Degradation of seagrass ecosystems entails the loss of the associated biota, primary productivity, and local fisheries, and increased sediment re-suspension and beach erosion, processes that result in severe ecological and socio-economic consequences not only for seagrass meadows but also for neighboring ecosystems and human inhabitants (Erftemeijer and Lewis, 2006; Joseph et al., 2019; Moksnes et al., 2021).

Will climate change exert diverging effects on different seagrass species? Will ocean warming eventually exceed the adaptive potential of local seagrass species resulting in a shift of their biogeographic ranges? Does eutrophication cause similar stress as exposure to thermal stress? Do seagrass populations with different “histories” respond differently to stress? Can we suggest new improvements for conservation and management of local meadows that will enhance resilience to the predicted and unpredicted scenarios of change?

In this issue dedicated to seagrasses under times of change, we have collected 17 studies authored by 104 seagrass researchers from around the world that are trying to answer many of these and other questions.

In this Research Topic, readers will find studies that compare the responses of seagrasses to single and combined stressors in their environment and their interactions through multi-stressor laboratory experiments, field studies, and spatial-temporal modeling, ranging from the cellular level (Nguyen, Yadav et al.) to ecosystem processes (e.g., Helber, Procaccini et al.; Helber, Winters et al.).
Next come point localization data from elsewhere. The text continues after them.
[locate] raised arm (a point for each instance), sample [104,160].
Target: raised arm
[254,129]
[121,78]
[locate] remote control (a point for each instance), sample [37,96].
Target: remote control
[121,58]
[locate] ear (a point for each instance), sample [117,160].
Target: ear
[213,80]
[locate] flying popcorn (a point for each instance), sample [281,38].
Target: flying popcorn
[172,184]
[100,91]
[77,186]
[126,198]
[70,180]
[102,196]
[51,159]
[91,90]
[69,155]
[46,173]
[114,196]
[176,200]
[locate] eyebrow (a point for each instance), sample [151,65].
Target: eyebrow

We are particularly happy to see the diversity of the seagrass studies presented here. This includes:

1. Species diversity (Figure 1): While research efforts have traditionally focused on native (usually temperate; blue bars in Figure 1) “flagship” seagrass species (e.g., Posidonia oceanica, P. australis, Zostera marina, Z. muelleri), this collection includes studies on a total of 13 different seagrass species, and a large proportion of the publications here are on tropical seagrass species (Thalassia, Halophila, Cymodocea, Enhalus; red bars in Figure 1).
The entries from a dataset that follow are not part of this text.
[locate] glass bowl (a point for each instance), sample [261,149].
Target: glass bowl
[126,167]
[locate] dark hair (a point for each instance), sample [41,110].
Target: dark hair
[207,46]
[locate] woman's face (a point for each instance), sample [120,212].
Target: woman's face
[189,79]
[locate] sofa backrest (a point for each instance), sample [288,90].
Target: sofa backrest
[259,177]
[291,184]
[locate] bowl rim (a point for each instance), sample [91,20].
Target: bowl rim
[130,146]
2. Study type (Figure 2): Although this is a collection of only 17 publications focused on studying seagrass under changing times, this collection represents a diverse group of types of studies. The number of experimental studies (~60% of studies in this issue) goes to show that we have gone way beyond just documenting the loss of seagrasses, and much effort is going into understanding the mechanisms and improving our ability to predict changes.

FIGURE 1

Figure 1. The number of species that were studied in this issue. Blue and red bars represent temperate and tropical species, respectively.

FIGURE 2

Figure 2. The types of studies that were published in this issue.
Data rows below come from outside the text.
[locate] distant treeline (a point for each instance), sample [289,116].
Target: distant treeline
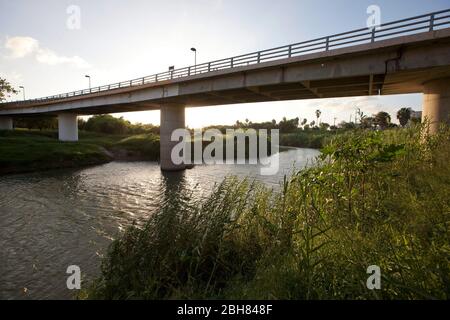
[106,123]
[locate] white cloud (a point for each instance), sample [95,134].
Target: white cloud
[20,47]
[48,56]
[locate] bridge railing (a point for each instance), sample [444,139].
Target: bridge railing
[418,24]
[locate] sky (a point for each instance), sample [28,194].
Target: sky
[48,46]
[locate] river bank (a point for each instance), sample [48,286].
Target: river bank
[33,150]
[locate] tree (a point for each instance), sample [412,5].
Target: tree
[6,89]
[367,122]
[318,113]
[324,126]
[382,119]
[304,121]
[403,116]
Mesocosm simulations (i.e., single or multi-stressor experiments under controlled laboratory conditions) account for half the studies (Artika et al.; Fang et al.; Lowell et al.; Nguyen, kim et al.; Nguyen, Yadav et al.; Premarathne et al.; Viana et al.). These mesocosms allowed authors to study seagrass responses under the combination of thermal and nutrient stress much more realistic scenarios than previous efforts that focused usually only on one stressor. In addition to the use of mesocosms, we present here papers using modeling (Beca-Carretero et al.; Rock and Daru), in situ nutrient manipulations (Helber, Procaccini et al.; Helber, Winters et al.), field surveys (Bertelli et al.; Duffin et al.; Gu et al.), and reviews of historical data (Green et al.; Winters et al.) that have identified gaps of knowledge that can direct future efforts (Rock and Daru; Winters et al.). While molecular studies have emerged as “standard use” in recent years, at least in the field of seagrasses, epigenetics is rather a new field (Jueterbock et al.; Nguyen, kim et al.), and the early exposure of seeds to ocean acidification (Lowell et al.) offers some practical potential in the field of restoration. Studies also include some promising new methods such as thermal priming (Nguyen, kim et al.) that offer some future potential in active restoration efforts (e.g., “super seagrasses”).

As the word cloud (Figure 3) shows, we still have many topics which at least in this issue, did not get enough attention (i.e., the small-sized words).

FIGURE 3

Figure 3. A word cloud representing the 4 prominent keywords used by each one of the 17 studies. The size of font/word is in relation to the number of times that term/word was repeated. We realize that some words are related/similar, but this is because of the word choice is made by a paper's authors, and thus thought all original words should be included as is.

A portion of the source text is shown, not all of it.